План Хагина был простым. Он собирался «нанести удар за Корону» и по возможности отвлечь бронетанковые войска, смыкавшиеся вокруг Дюнкерка. Но никто – включая полковника – не верил, что им удастся уничтожить хотя бы один понтонный мост. Идея заключалась в том, чтобы поднять шум и немного замедлить неумолимое вражеское наступление. Затем солдаты вернутся на «Куколку» и, если смогут, доберутся до Ла-Манша.
Битва началась с серии небольших взрывов – ручных гранат Миллса или чего-то им подобного. Затем последовало несколько резких хлопков, разнесшихся над каналом. Хлопки быстро перешли в непрерывную перестрелку. Небо впереди осветилось вспышками минометного огня, и характерный треск английских «Бренов» сменился более глубоким отрывистым рокотом немецких тяжелых орудий.
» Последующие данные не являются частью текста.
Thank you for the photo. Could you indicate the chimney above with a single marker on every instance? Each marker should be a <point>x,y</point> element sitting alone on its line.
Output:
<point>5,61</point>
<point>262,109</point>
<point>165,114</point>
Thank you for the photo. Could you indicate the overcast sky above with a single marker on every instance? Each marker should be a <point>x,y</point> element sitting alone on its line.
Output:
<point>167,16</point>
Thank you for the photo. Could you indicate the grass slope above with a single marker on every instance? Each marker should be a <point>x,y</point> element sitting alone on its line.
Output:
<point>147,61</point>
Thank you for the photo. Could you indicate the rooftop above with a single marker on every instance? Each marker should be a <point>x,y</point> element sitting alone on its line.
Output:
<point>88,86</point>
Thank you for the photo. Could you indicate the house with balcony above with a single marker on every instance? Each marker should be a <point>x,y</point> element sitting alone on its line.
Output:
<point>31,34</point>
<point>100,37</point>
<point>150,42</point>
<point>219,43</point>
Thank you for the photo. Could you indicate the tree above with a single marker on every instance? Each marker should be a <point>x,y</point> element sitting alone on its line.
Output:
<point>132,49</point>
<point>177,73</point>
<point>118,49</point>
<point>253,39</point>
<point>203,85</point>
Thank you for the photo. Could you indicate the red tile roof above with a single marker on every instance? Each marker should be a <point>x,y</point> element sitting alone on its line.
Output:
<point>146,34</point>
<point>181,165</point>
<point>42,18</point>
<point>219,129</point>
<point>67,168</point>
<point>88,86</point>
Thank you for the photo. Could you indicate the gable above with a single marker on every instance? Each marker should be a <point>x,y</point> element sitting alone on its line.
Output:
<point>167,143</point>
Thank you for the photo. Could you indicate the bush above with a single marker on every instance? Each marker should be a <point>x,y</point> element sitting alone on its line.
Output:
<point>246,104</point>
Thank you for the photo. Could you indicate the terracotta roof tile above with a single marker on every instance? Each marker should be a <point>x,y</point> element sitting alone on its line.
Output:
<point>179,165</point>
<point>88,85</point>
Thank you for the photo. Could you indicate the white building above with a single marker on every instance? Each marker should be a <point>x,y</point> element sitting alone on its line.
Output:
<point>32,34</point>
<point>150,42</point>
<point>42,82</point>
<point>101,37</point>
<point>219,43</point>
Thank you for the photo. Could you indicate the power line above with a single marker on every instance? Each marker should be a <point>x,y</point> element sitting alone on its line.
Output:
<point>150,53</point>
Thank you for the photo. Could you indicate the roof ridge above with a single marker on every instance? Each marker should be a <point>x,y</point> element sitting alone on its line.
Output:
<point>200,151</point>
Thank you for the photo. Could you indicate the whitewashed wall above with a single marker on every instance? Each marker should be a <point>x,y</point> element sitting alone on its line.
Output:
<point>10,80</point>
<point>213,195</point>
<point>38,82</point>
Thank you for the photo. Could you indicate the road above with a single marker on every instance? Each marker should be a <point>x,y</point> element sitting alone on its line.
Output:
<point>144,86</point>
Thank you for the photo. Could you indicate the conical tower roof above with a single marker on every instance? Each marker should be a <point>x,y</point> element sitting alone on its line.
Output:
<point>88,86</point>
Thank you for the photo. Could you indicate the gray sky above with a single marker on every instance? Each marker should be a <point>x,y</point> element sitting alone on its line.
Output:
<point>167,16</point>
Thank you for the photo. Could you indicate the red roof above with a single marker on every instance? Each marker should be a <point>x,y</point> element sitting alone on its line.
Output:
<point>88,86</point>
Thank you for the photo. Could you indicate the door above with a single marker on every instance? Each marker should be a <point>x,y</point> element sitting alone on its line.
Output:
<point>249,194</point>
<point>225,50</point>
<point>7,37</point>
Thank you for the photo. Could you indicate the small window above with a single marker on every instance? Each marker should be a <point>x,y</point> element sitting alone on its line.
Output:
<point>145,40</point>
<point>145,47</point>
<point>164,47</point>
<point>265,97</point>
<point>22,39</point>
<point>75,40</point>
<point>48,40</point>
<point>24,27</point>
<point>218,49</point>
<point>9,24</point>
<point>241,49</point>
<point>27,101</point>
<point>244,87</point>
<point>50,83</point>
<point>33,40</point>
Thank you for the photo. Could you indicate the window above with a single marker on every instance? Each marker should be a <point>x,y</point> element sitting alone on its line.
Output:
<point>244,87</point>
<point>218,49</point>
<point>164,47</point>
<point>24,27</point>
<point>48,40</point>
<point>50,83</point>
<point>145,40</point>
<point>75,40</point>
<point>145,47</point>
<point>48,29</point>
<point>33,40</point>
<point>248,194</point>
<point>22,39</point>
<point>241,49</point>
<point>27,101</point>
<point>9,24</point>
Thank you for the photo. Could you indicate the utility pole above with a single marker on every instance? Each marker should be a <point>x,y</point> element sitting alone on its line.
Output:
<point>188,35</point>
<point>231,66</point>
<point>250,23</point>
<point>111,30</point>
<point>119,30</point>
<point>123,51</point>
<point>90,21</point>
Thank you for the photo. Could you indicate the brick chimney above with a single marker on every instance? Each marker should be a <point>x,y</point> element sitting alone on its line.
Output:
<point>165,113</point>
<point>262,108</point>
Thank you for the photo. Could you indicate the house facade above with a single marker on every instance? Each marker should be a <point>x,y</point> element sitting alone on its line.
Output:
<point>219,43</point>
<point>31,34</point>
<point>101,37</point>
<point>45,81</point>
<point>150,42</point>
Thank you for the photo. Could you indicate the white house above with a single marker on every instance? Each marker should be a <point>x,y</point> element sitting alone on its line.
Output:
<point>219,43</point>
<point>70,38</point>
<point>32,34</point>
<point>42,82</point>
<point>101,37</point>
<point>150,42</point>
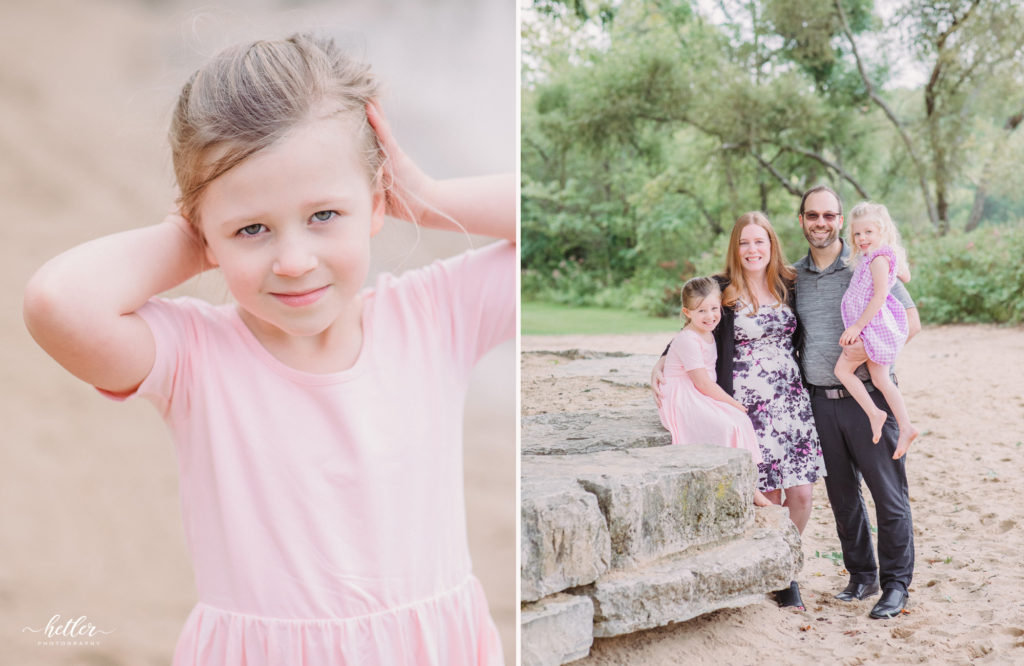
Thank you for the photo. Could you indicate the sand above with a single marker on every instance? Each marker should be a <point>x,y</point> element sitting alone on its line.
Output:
<point>88,496</point>
<point>964,390</point>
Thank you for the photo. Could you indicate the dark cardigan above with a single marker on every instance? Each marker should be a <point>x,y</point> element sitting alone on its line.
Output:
<point>725,338</point>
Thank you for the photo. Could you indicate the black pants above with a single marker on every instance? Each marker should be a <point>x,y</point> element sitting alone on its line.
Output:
<point>850,455</point>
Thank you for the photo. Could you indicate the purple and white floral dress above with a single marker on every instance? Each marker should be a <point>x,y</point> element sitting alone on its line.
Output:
<point>886,334</point>
<point>766,380</point>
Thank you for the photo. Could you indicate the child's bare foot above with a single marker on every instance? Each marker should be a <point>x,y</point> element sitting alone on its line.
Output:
<point>906,436</point>
<point>878,419</point>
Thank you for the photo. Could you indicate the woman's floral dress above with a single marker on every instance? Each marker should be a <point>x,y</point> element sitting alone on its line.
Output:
<point>766,380</point>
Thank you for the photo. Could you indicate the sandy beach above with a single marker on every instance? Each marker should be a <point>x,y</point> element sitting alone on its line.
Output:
<point>965,471</point>
<point>88,497</point>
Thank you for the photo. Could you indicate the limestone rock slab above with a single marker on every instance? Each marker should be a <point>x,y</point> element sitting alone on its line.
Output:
<point>564,539</point>
<point>592,431</point>
<point>664,500</point>
<point>682,586</point>
<point>556,630</point>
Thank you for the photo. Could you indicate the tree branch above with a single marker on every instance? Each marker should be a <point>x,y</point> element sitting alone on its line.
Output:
<point>793,190</point>
<point>901,130</point>
<point>828,164</point>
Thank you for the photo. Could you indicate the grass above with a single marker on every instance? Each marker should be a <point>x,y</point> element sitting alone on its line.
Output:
<point>549,319</point>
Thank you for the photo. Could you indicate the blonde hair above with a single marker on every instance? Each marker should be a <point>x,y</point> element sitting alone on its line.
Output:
<point>250,95</point>
<point>870,211</point>
<point>693,293</point>
<point>779,275</point>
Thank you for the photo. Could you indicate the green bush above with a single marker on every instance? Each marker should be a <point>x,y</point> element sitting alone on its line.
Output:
<point>969,278</point>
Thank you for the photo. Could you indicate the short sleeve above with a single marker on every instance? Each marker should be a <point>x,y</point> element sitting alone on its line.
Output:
<point>471,298</point>
<point>688,352</point>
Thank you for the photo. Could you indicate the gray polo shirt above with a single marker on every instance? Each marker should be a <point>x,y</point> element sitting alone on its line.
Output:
<point>819,294</point>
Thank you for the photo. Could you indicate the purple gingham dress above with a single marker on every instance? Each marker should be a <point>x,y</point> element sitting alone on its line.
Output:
<point>886,333</point>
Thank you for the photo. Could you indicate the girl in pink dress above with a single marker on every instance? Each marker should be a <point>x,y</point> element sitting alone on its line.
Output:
<point>317,423</point>
<point>695,409</point>
<point>876,318</point>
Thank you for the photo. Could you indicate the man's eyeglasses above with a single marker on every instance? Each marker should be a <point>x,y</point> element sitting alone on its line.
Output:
<point>813,217</point>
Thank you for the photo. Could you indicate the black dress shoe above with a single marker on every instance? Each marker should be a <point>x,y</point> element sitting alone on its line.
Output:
<point>858,591</point>
<point>892,604</point>
<point>790,596</point>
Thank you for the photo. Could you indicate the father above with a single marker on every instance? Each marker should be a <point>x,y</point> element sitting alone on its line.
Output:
<point>846,434</point>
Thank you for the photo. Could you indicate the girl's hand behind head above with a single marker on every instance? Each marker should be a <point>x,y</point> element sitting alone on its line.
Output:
<point>177,220</point>
<point>408,189</point>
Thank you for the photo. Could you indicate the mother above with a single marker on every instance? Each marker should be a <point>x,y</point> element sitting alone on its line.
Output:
<point>756,365</point>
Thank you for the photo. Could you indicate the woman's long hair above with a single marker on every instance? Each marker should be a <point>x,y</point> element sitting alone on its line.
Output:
<point>780,276</point>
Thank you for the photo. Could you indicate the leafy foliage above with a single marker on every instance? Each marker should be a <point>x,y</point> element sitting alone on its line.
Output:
<point>648,126</point>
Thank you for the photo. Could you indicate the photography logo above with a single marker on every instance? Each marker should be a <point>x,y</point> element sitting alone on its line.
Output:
<point>73,631</point>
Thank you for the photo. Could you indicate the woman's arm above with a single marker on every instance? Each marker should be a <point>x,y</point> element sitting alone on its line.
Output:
<point>80,305</point>
<point>482,205</point>
<point>707,385</point>
<point>880,279</point>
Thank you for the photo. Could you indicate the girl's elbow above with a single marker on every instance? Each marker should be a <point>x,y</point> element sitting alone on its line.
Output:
<point>40,303</point>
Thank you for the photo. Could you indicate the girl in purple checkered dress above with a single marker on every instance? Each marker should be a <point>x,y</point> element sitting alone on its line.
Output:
<point>872,315</point>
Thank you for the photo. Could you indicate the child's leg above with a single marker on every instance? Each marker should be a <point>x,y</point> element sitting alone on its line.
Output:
<point>883,381</point>
<point>845,371</point>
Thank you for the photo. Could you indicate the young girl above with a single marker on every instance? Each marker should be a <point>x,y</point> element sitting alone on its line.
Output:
<point>872,315</point>
<point>317,424</point>
<point>695,409</point>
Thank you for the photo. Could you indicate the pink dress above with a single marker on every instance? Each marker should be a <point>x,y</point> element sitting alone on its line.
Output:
<point>693,417</point>
<point>325,512</point>
<point>886,334</point>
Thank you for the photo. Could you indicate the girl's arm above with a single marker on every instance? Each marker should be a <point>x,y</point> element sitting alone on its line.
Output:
<point>483,205</point>
<point>80,305</point>
<point>657,380</point>
<point>880,279</point>
<point>707,386</point>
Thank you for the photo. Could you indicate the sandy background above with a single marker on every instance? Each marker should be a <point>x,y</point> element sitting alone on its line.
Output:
<point>965,391</point>
<point>88,489</point>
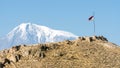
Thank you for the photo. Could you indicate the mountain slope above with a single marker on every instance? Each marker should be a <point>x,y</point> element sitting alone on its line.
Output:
<point>27,33</point>
<point>84,52</point>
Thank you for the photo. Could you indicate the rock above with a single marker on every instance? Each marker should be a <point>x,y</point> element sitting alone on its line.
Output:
<point>1,65</point>
<point>14,58</point>
<point>43,48</point>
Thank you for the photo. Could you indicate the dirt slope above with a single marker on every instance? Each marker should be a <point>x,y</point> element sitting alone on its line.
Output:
<point>84,52</point>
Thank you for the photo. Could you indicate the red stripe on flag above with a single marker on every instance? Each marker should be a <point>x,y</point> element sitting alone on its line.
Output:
<point>90,18</point>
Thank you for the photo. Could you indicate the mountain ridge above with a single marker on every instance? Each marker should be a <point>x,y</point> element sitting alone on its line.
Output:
<point>28,33</point>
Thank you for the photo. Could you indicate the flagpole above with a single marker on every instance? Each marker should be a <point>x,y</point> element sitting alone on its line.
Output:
<point>94,23</point>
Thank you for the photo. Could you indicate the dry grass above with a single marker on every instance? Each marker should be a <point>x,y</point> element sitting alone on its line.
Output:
<point>68,54</point>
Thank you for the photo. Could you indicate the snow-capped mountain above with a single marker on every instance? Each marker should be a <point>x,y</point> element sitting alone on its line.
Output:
<point>27,33</point>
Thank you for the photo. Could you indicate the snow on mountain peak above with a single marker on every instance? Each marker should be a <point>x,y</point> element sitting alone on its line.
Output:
<point>28,33</point>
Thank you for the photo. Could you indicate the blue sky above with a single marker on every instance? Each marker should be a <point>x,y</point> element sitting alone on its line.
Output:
<point>68,15</point>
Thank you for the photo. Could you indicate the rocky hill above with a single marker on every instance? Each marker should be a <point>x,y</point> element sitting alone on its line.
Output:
<point>84,52</point>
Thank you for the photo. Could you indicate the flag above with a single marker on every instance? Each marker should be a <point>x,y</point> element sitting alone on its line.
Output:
<point>91,18</point>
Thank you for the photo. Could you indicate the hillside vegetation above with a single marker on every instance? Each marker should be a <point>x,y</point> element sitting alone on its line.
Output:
<point>84,52</point>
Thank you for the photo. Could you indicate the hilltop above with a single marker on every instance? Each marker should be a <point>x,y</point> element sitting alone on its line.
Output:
<point>84,52</point>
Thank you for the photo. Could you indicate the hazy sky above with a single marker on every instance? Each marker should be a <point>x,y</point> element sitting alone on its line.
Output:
<point>68,15</point>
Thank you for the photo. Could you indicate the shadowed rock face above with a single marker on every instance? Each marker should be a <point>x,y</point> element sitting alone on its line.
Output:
<point>84,52</point>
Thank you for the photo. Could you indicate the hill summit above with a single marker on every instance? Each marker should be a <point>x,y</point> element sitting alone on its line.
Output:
<point>84,52</point>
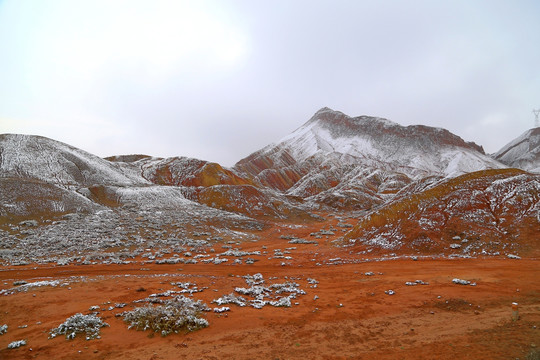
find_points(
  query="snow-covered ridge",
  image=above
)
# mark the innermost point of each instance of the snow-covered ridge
(54, 162)
(371, 141)
(522, 152)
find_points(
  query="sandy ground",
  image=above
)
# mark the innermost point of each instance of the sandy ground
(352, 318)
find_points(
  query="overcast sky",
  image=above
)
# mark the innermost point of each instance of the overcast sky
(217, 80)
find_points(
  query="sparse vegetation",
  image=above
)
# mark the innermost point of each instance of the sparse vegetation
(16, 344)
(180, 314)
(78, 324)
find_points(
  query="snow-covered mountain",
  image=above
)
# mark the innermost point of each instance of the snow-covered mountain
(51, 161)
(416, 151)
(481, 213)
(522, 152)
(335, 158)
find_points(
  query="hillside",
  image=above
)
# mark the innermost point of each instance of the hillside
(483, 213)
(339, 161)
(522, 152)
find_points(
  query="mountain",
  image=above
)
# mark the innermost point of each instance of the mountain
(481, 213)
(522, 152)
(358, 162)
(212, 185)
(36, 157)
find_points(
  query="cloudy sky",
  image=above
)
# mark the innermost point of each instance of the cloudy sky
(218, 80)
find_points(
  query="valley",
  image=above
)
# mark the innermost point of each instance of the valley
(351, 238)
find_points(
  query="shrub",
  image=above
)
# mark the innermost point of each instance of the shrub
(16, 344)
(178, 314)
(79, 323)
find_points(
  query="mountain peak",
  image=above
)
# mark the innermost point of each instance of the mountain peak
(414, 150)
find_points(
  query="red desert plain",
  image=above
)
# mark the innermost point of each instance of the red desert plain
(346, 305)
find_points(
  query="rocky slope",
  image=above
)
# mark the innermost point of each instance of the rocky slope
(354, 163)
(522, 152)
(480, 213)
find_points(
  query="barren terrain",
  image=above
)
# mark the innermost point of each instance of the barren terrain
(347, 311)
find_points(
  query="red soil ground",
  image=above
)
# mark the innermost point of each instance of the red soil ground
(353, 317)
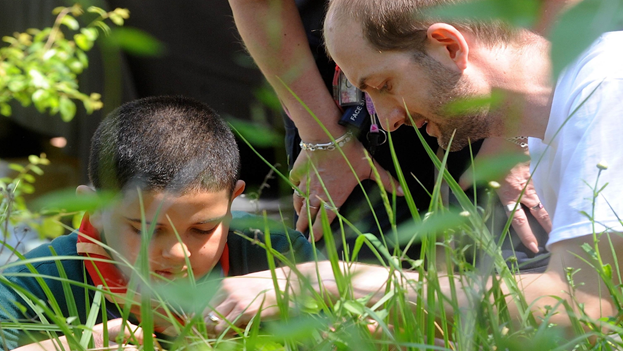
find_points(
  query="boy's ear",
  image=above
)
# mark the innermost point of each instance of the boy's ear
(94, 218)
(448, 45)
(238, 189)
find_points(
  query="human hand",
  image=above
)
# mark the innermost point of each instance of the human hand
(239, 300)
(331, 169)
(509, 191)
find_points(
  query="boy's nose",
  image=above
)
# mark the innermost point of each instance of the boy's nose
(176, 250)
(392, 119)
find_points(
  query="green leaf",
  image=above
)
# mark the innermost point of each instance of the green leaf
(75, 65)
(124, 13)
(256, 134)
(70, 22)
(99, 11)
(90, 33)
(494, 167)
(354, 307)
(29, 178)
(607, 270)
(16, 167)
(5, 109)
(67, 108)
(52, 227)
(116, 19)
(34, 159)
(76, 220)
(38, 79)
(70, 202)
(83, 42)
(520, 13)
(82, 57)
(462, 107)
(16, 85)
(26, 188)
(136, 42)
(36, 169)
(580, 26)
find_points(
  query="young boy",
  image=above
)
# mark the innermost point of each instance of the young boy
(175, 164)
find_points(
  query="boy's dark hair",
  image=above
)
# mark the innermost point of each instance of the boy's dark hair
(164, 143)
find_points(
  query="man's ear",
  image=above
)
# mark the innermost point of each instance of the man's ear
(447, 45)
(238, 189)
(94, 218)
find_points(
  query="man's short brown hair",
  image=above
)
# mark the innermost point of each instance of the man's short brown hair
(401, 25)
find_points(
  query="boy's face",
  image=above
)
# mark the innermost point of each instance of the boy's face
(200, 219)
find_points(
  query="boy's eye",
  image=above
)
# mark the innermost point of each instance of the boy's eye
(139, 231)
(204, 232)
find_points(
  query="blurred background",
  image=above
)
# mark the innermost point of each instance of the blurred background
(196, 53)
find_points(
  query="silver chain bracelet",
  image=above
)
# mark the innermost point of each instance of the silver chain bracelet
(330, 146)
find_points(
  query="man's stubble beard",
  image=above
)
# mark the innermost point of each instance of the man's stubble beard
(448, 86)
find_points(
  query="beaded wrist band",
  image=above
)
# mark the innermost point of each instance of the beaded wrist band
(330, 146)
(521, 141)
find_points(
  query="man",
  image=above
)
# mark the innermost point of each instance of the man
(284, 39)
(399, 56)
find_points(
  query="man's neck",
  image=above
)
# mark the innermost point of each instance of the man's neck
(522, 73)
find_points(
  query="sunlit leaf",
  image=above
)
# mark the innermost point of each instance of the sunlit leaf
(83, 42)
(90, 33)
(68, 201)
(433, 224)
(16, 167)
(52, 227)
(495, 167)
(136, 42)
(26, 188)
(520, 13)
(190, 298)
(467, 105)
(5, 109)
(296, 328)
(67, 108)
(256, 134)
(70, 22)
(36, 169)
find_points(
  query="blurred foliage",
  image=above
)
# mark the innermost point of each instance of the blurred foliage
(41, 66)
(520, 13)
(13, 209)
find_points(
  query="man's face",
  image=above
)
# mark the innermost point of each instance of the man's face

Сайджерсон понимал, что, даже если Хагину удалось, как он надеялся, застать немцев врасплох, полковник недооценил силу бронетанкового арьергарда. Или столкнулся с несколькими отрядами, шедшими к линии фронта. Сайджерсон поднялся на палубу и замер в темноте, прислушиваясь. Огонь велся почти непрерывно. На горизонте можно было различить какой-то постоянный сильный источник света – возможно, прожекторы или фары собранных вместе автомобилей, очевидно, нацеленные на людей Хагина.